Clunk Werclick wrote:
> Howdie;
>
> I'm starting to see plenty of these and they are new to us:
>
> zgrep "address not listed" /var/log/mail.info
> Sep  3 05:26:59 ....: warning: 222.252.239.56: address not listed for
> hostname localhost
> dig -x 222.252.239.56
>
> ...
> ;; QUESTION SECTION:
> ;56.239.252.222.in-addr.arpa. IN PTR
>
> ;; ANSWER SECTION:
> 56.239.252.222.in-addr.arpa. 83651 IN PTR localhost.
> ...
>
> Taking to one side the various RBL's which are catching these, and not
> going the whole 'PTR must match' route - would it be practical to craft
> a 10 point rule based on PTR = localhost? Is it even possible to build a
> rule based upon DNS returns?
>
> Forgive the stupidity of the question, but I'm not sure how to, or even
> if it can be implemented?
Not without writing a plugin. Although if your MTA inserts a "may be
forged" note into the Received: headers, SA will pick up on this.
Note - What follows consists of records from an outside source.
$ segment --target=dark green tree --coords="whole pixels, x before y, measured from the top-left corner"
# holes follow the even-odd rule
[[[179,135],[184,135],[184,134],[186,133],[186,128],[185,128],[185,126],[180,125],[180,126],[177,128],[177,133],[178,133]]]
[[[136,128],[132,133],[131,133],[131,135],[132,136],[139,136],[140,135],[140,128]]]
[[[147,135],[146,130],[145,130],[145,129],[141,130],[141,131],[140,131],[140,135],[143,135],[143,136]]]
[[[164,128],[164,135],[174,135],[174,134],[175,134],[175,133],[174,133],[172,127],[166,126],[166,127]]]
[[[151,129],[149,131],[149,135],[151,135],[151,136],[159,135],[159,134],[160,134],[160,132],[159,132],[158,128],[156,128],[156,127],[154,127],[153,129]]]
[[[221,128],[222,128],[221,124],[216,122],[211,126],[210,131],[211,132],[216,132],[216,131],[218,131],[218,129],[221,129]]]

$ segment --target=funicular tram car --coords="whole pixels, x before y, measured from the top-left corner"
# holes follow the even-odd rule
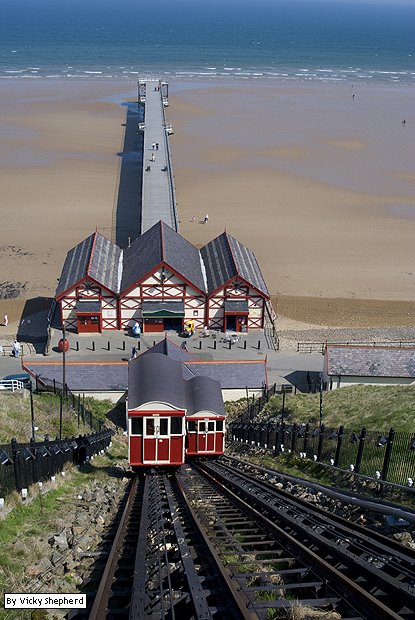
[[[223,453],[220,383],[209,377],[184,379],[180,361],[160,353],[131,360],[126,404],[134,470],[179,467],[186,452],[193,458]]]

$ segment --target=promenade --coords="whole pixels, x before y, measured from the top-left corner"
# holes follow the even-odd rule
[[[141,197],[141,234],[163,220],[179,231],[173,168],[170,157],[165,106],[168,85],[156,79],[139,81],[139,104],[144,106],[143,183]]]

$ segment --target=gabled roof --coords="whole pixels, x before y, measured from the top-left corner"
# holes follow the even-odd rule
[[[192,403],[191,410],[188,409],[190,415],[199,411],[226,415],[220,383],[210,377],[199,376],[186,381],[186,398]]]
[[[327,374],[415,378],[415,349],[329,346]]]
[[[206,268],[208,293],[239,276],[269,297],[255,254],[227,232],[207,243],[200,253]]]
[[[121,249],[99,232],[95,232],[68,252],[56,297],[87,276],[109,291],[118,293],[121,265]]]
[[[141,355],[128,364],[128,408],[154,401],[186,409],[181,363],[161,353]]]
[[[197,248],[165,222],[154,224],[124,250],[121,292],[165,263],[185,280],[205,292],[206,284]]]
[[[224,415],[221,387],[208,377],[185,380],[182,363],[166,355],[141,355],[128,365],[128,408],[162,402],[188,414],[212,411]]]

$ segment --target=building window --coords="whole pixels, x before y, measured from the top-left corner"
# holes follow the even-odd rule
[[[193,316],[199,316],[199,310],[193,310]]]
Generally speaking, SA does not perform A record lookups of anything
that could be spammer-provided, neither hosts in URLs nor Received:
hosts. Doing so posses a potential security risk. (NS record queries are
performed, but not A).

Attack vectors include:

1) malicious insertion of hosts that are slow-to-resolve, forcing a DNS
timeout, thus slowing down mail processing. A small flood of such
messages (each with different hostnames) could readily occupy all your
spamd children. Spamd does not have sufficient cross child co-ordination
to implement countermeasures, and anyone using the API or "spamassassin"
script would have to roll their own.

2) there is the potential to abuse chosen queries to facilitate DNS
cache poisoning attacks, on servers that are vulnerable.